Nicky Boy and Baby Girl Are Illustrated


Matthew Salesses’ “Nicky Boy and Baby Girl Are Illustrated” is found at American Short Fiction here.




Nicky boy:
Saw the police car first.
His real name _________.
His visions after he caught malaria in India of women shrunk to frogs, floors steeped a 60ft drop.
His religion ______________.
Wasn’t a real adopted kid because he was Indian and his parents were Indian.
Thought the police car was empty.
Said, “_____________, don’t look.”
Squeezed his fingernails into his thumb, one after another.
A penis as big as his head.
His renunciation of religion after ___________.
His guilt.


Baby girl:
Came and stood next to the window.
Said, “You did not have malaria.”
Knocked on the glass.
Her real name _____________.
Put a hand on the window.
Her birth control.
Squeezed _________’s fingers.
Who could stop looking? She didn’t look away.
Her secret man on the side.
Just a head and breasts.
Her birth marks.
___________ smiled at her.
What she looked like naked.
Grabbed _________’s hand.


The man:
Something no one would ever believe.
The bare skin.
Smiled at ___________.
Blood getting on the window.
A piece of knife.
Little marks like the top halves of mouths.
He pointed at them.
He pointed at them with the knife.
Unzipped his pants.
Blood trickling down his skin.
He stirred into life.


Remixer’s process: Some people will tell you that a project like this is a form of literary criticism.
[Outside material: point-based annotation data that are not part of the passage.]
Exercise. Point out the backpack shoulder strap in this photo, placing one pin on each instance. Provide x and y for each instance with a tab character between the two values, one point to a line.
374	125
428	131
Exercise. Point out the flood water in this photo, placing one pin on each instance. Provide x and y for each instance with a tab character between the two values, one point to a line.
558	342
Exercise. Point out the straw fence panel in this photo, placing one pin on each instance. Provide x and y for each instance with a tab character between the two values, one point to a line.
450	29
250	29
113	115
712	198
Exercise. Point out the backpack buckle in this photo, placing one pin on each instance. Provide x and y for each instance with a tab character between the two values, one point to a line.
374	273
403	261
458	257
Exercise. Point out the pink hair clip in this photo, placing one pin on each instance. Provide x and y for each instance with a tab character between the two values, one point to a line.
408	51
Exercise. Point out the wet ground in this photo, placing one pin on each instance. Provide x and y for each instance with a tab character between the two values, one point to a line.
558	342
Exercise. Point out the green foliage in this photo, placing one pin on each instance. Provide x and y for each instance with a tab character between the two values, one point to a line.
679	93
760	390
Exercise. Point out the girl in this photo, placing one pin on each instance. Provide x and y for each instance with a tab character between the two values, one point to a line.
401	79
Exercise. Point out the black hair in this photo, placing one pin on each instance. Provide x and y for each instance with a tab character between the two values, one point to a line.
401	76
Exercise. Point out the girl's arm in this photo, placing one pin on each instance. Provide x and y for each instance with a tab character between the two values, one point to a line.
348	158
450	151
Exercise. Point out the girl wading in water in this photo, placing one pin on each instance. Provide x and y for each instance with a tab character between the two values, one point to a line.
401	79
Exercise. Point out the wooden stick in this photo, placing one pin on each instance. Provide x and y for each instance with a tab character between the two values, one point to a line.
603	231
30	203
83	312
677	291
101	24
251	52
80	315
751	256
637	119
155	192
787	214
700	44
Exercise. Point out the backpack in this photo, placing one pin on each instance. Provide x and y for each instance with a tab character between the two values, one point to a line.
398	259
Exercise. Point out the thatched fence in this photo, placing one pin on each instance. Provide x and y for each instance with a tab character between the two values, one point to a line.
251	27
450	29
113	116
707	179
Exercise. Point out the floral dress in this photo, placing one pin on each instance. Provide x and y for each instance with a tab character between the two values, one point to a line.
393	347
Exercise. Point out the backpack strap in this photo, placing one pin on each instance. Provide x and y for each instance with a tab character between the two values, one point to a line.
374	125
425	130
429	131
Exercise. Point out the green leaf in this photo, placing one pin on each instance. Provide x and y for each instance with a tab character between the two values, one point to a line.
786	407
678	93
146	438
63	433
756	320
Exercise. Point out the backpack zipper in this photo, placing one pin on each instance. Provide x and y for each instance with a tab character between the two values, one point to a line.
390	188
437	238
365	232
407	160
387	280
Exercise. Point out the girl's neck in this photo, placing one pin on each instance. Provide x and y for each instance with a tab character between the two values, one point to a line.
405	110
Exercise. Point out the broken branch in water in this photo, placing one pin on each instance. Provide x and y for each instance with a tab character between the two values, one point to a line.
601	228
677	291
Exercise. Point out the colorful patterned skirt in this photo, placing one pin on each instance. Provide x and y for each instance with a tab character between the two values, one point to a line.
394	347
I’m somewhat skeptical, considering how little I try to think about what these stories are “about”. However. With this particular story I believe the form of my remix incorporates a play on certain thematic elements in the original piece (I’m going to clam up on what I think those elements are, because this isn’t the place for that kind of chatter). The idea for the form of this mix came very quickly; however, I initially wanted the “The man” section to be composed entirely of my own text. In my mind the prose would have described a “Bob” from Twin Peaks/ alligator hybrid, but when I started working more closely with Matthew’s writing I realized how much I preferred his words to mine.